You know all those uber-sexy models you see on magazine covers and what-not? Ever wonder why you never run into women like that in real life? The reason is, there are no women like that in real life. No one's thighs could possibly be that slim, boobs that large, skin that flawless. It's all photo-shop. Someone goes into the digital image, blurs here, sharpens there, narrows, widens, and voila! Lubricious perfection.
What you've been lusting after all these years is a technician. Forget Heidi What's-her-name or that woman who wore a topless bikini to the Arctic Circle for the cover of Sports Illustrated. You need to find whoever's doing the photo-shop work, and lick him all over. Tie him to a big brass bed and tickle him with peacock feathers. Coat him in baby oil and play Naked Twister. Not that I've ever imagined doing any of these things with anyone. But you probably have.
But forget supermodels, what about you? Have you looked in a mirror lately? I have, and I can tell you, the experience isn't a pleasant one. This goes double-plus-ditto for photographs. In a mirror, I have a nanosecond to suck in my stomach, straighten my shoulders, close my stupidly-gaping mouth. In a photograph I see myself as I really look. All the time.
Excuse me a moment while I weep.
Surely in this age of twitter-weets, holography, flying drones, and three-d printing, it's possible for someone to be photo-shopped all the time. I can scarcely leave the house without spilling coffee on my shirt. With a holographic image beamed down from a hovering drone, nothing could be simpler than to photo-shop that right out, and you'd have no way of knowing what a doofus I was, unless you touched my muscular chest (also photo-shopped) and found it unexpectedly damp and sticky. And flabby.
And those male models who always have a three-day growth of beard, outlining their rugged, chiseled jaw. My own jaw seems to be chiseled out of play-doh, and as for the three-day beard growth, I have it, but only in patches, being a somewhat carefree and lackadaisical shaver.
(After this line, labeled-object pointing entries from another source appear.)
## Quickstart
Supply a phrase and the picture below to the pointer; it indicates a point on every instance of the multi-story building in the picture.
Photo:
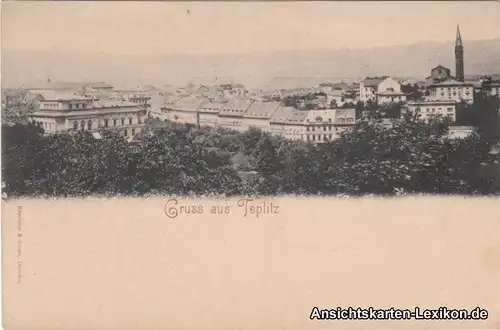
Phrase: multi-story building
(185, 111)
(368, 88)
(389, 91)
(208, 113)
(259, 114)
(79, 113)
(231, 114)
(294, 128)
(278, 120)
(432, 109)
(381, 90)
(452, 90)
(327, 125)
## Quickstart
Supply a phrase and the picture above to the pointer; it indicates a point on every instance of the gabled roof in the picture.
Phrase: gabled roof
(213, 107)
(297, 117)
(451, 82)
(344, 114)
(281, 115)
(261, 109)
(441, 67)
(235, 107)
(373, 81)
(187, 104)
(62, 96)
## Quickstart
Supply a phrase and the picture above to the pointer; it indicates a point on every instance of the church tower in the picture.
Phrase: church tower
(459, 57)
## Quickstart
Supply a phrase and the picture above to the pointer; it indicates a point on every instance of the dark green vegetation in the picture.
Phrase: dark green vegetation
(411, 157)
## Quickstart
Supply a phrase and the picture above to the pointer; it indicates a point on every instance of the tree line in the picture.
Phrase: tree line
(411, 157)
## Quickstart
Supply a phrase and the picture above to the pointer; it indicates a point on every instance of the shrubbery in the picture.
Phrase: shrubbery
(411, 157)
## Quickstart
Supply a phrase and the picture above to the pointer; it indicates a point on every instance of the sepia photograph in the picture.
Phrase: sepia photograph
(231, 165)
(250, 98)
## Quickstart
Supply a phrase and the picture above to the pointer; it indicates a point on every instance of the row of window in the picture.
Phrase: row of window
(77, 106)
(315, 137)
(107, 123)
(313, 128)
(51, 106)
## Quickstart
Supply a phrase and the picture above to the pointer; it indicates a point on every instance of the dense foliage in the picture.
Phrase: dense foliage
(410, 157)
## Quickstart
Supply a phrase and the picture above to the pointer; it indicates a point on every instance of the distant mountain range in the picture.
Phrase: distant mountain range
(279, 69)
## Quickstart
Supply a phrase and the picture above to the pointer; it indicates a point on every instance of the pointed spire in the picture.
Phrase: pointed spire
(458, 41)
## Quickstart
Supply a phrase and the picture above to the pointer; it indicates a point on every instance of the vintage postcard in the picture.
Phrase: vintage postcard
(250, 165)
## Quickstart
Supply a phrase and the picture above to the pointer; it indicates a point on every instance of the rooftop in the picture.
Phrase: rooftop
(373, 81)
(281, 115)
(262, 109)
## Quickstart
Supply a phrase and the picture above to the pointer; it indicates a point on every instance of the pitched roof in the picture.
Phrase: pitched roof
(296, 117)
(213, 107)
(281, 115)
(187, 104)
(373, 81)
(344, 114)
(441, 67)
(320, 116)
(261, 109)
(452, 82)
(235, 107)
(55, 95)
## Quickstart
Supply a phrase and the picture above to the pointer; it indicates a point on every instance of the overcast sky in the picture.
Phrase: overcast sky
(168, 28)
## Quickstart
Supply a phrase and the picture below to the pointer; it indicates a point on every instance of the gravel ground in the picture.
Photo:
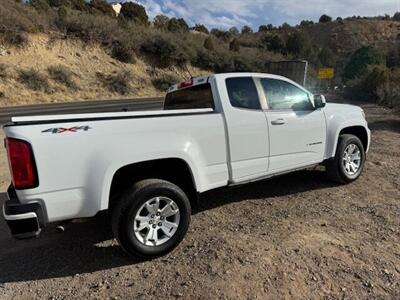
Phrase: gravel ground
(296, 236)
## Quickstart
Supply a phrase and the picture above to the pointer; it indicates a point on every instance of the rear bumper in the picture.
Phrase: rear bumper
(24, 220)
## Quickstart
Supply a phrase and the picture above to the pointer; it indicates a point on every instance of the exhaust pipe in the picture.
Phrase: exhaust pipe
(62, 227)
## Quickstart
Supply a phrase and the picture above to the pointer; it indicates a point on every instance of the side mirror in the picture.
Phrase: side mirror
(319, 101)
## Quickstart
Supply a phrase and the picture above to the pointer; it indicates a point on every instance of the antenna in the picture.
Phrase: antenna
(187, 69)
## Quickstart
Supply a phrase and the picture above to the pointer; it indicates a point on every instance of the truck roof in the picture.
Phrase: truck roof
(204, 79)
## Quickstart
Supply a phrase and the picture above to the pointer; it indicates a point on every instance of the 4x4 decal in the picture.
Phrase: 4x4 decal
(63, 129)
My face looks like a lawn mowed by a teenager who wasn't paid enough. But with 24-7 Three-D Photo-Shop, grooming worries would be a thing of the past. If I chose, I could always have a three-day growth of beard on my chin. Hell, I'd settle for a three-day growth of beard on my scalp. Nancy would be happy so long as I didn't have a three-day growth of beard coming out of my nostrils.
And with 24-7 3-D P-S (notice the brand slowly morphing into an acronym) Nancy and I would both be transformed into prefect simulacrums of physical beauty. We'd just sit across the room from each other, panting and drooling, in a feverish state of mutual animal lust, nothing to mar the illusion.
So long as we didn't actually touch.